India Se Media had the opportunity to meet and interview not just stalwarts of the business like Oscar-nominated director Shekhar Kapur and veteran actress Waheeda Rehma as well as new directors like Anup Singh and Japan’s Atsuko Hirayanagi. These interviewees gave us a ringside view of the industry while also taking up issues such as nepotism and Harvey Weinstein.

Shekhar Kapur – The rebel who knew Harvey Weinstein

India Se: How was your experience at the SGIFF?

Shekhar Kapur: I thought it was amazing, given the fact that Singapore is not a big market, but the SGIFF is getting bigger and attracting a lot of attention. Every festival is competing with each other, but being the chairman of the jury, I watched all, I was surprised by the quality of the films – two things surprised me, A) Though there were so many Asian films – Thai, Korean, Israeli and Iranian – they were culturally so different and so good. B) The films were by first-time directors, so I felt that Asian cinema is in a really good place.

India Se: What do you think of Asia as a film market?
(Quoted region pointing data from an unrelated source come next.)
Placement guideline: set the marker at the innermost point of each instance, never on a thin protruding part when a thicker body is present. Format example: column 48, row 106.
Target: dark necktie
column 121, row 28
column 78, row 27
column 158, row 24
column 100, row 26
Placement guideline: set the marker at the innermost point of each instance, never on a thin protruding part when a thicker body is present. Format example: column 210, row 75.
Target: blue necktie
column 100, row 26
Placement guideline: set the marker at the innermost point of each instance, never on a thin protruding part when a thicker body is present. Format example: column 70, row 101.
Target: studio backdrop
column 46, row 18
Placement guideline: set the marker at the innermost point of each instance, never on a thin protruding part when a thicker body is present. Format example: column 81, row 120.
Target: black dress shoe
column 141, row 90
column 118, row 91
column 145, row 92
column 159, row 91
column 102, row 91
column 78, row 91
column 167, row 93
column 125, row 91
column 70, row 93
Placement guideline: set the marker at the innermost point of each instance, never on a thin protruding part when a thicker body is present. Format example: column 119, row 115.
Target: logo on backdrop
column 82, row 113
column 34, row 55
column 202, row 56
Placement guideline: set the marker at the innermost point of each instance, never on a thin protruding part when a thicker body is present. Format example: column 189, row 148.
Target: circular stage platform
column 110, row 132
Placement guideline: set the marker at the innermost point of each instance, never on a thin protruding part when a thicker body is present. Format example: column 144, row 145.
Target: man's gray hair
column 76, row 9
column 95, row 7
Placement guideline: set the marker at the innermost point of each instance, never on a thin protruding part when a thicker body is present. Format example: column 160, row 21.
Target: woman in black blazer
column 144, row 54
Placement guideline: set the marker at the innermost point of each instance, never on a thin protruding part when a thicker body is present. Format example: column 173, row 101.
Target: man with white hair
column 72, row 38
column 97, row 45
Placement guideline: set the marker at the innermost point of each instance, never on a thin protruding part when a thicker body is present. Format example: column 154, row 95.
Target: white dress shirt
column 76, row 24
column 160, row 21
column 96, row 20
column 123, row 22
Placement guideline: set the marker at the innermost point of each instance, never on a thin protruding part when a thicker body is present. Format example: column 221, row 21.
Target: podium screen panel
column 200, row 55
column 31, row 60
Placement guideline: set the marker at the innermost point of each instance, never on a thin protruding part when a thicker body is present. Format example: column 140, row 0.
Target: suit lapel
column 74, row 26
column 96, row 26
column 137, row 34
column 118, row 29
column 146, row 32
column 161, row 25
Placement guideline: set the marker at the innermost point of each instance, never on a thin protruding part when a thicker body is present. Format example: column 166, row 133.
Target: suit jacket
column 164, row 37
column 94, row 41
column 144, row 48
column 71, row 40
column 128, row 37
Shekhar Kapur: The Asian film market is bigger than the West – if you take India and China into account. Given the size, I assume that Hollywood too will start making films for this market. The international market is 70 per cent of the total market, so Hollywood is just 30 per cent.

India Se: But big studios did not do well in India?

Shekhar Kapur: That’s because they do not understand the market. They need to understand the culture there. Asia is different, it is in flux,  we are growing economies, all the structures are changing, therefore the stories that are coming out are very real. They are about change, whereas the western civilisation is plateauing, so they do not have as many stories to tell as we have in Asia.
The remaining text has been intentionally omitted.